I’ve been reading about the central banking vs. central planning debate on the blogosphere; the more I think about it the more interesting it becomes. Whether central banking is a form of central planning depends on what exactly the central bank does.  There are two broad scenarios.  In the first, the central bank is following some sort of rule or trying to hit a target.  This can be a Taylor rule, inflation target, NGDP level target, or anything else.  In this case the central bank is trying to provide a stable economic setting so that individuals can effectively engage in the market process.  If this is what the central bank is doing, I don’t think it makes sense to call it central planning. All the central bank is trying to do is lay down the “ground rules” for economic behavior. If this is central planning, you could just as easily say any institution such as property rights or the rule of law is central planning too. This obviously isn’t a useful definition of central planning!
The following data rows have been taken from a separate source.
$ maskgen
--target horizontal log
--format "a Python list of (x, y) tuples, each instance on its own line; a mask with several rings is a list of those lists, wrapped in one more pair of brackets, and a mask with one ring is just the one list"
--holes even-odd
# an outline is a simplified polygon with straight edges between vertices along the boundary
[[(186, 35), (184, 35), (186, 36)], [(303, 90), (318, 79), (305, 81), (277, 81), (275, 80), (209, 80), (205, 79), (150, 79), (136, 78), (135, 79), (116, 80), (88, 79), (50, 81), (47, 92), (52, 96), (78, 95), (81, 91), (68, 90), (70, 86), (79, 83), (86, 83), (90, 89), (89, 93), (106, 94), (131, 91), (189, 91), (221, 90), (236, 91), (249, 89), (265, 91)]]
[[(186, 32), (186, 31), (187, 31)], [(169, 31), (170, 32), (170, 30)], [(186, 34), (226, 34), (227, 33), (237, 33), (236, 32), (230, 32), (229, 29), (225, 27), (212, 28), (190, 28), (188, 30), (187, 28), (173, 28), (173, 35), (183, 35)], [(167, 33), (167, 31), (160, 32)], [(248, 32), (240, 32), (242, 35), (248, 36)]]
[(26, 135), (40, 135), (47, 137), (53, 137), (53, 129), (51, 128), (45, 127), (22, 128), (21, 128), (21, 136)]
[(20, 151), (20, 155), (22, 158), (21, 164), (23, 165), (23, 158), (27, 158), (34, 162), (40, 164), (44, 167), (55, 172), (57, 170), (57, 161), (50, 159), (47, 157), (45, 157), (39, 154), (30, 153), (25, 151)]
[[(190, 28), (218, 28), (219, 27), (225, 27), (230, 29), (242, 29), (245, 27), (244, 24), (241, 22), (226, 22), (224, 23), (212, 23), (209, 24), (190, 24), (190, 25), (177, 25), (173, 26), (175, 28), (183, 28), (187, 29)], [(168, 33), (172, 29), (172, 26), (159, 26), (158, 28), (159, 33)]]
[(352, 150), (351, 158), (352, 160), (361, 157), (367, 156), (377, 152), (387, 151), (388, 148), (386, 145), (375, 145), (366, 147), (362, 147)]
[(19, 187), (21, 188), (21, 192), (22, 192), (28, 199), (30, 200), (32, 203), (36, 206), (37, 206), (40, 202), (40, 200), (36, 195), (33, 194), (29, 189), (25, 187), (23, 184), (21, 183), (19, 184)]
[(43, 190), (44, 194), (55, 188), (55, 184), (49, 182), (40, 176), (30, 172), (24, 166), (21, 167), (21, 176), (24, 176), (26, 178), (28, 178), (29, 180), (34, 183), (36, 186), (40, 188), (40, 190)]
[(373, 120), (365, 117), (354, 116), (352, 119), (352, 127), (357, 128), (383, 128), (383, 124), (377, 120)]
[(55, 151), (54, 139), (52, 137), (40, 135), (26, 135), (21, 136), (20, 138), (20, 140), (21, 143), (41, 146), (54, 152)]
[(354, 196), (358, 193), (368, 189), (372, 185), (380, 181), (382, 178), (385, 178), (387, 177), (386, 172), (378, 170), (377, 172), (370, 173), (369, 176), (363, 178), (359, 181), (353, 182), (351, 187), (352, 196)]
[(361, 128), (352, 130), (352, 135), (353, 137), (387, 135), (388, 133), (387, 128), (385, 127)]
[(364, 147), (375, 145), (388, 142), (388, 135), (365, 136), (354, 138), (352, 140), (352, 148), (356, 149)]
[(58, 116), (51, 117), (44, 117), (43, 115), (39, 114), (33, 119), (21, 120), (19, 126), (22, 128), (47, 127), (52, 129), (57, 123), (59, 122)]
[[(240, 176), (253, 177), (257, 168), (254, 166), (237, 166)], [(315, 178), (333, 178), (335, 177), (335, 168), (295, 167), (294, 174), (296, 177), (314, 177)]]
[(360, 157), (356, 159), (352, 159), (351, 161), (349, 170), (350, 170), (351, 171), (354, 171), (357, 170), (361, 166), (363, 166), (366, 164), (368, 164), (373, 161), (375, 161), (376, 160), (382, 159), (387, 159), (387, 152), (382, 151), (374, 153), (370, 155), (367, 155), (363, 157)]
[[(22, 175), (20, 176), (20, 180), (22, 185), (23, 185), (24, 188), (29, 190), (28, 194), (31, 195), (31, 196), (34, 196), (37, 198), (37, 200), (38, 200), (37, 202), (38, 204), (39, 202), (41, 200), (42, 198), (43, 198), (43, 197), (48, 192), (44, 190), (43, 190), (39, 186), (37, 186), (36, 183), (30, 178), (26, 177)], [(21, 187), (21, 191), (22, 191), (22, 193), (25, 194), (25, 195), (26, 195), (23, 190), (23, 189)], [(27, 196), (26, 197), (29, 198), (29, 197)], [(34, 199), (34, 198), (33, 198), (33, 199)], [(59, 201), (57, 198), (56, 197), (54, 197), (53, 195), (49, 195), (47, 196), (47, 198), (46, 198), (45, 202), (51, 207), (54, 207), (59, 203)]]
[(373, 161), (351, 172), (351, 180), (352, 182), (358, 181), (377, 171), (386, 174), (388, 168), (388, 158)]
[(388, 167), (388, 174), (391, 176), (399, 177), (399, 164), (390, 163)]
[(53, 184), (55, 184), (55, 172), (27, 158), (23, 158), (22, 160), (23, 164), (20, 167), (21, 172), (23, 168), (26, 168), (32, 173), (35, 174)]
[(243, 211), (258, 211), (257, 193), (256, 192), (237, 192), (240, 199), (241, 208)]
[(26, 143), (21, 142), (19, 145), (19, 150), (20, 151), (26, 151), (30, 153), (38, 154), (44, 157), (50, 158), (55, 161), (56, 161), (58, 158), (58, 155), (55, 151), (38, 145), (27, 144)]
However, a central bank may be engaging in a type of central planning if it tries to bring about a specific allocation of resources.  For example, if the central bank thinks equities prices should be higher for some reason, and they start purchasing equities, you could make an argument that this is a type of central planning.  If the central bank explicitly tries to monetize the debt and acts as an enabler for the nation’s treasury department, you could also say this is a form of central planning.  It’s still not 100% clear, since presumably the central bank is not using coercion or the threat of coercion to get market participants to behave in the way it wants; there’s voluntary assent on the other side of the agreement, even if that voluntary assent is a response to warped incentives.

In closing: if a central bank is trying to create a specific framework in which agents can operate, it’s not central planning, it’s rule setting.  If on the other hand the central bank is trying to allocate specific resources, it may be a form of central planning.  In either scenario, the usual knowledge and incentive problems still apply.